Berk Ata Alpay

I studied computer science and math during my undergrad at the University of Connecticut. I'm now a PhD student in the Systems, Synthetic, and Quantitative Biology PhD program at Harvard, working in Michael Desai's lab. I like working on a wide range of problems but my interests are mainly in protein fitness landscapes, antibodies, and Bayesian statistics.


Drug Discov. Today

Evaluating molecular fingerprint-based models of drug side effects against a statistical control [link]

The AUC and AUPR are metrics commonly used to evaluate models that predict the side effects of drugs using their molecular features. These models predict a matrix of drugs' associated side effects. However, the baseline AUC and AUPR can be high depending on the statistical properties of this matrix. We analyze this dependence, take it into account, and ask: to what degree do models actually benefit from molecular fingerprints?


Combinatorial and statistical prediction of gene expression from haplotype sequence [link]

Computational gene expression prediction can combine the statistical power and biological insights of transcriptome-wide association studies with the genetic signals discovered by genome-wide association studies.
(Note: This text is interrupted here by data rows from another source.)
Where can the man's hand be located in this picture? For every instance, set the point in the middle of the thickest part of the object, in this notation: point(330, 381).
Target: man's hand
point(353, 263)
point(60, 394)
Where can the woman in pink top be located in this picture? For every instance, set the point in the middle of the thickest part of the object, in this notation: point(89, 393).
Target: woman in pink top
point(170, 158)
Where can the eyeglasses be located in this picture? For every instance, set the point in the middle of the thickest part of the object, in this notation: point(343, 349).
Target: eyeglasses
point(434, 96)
However, current methods are not accurate for many genes. Our models relax the independence of genetic markers to more accurately predict a large subset of genes.


Dynamic modeling of power outages caused by thunderstorms [link]

Thunderstorms are complex phenomena that cause substantial power outages in a short period. Predicting these outages is challenging using eventwise models, which summarize the weather dynamics over the entire course of the storm. We developed a framework designed for models to learn the dynamics of thunderstorm-caused outages directly from hourly weather forecasts.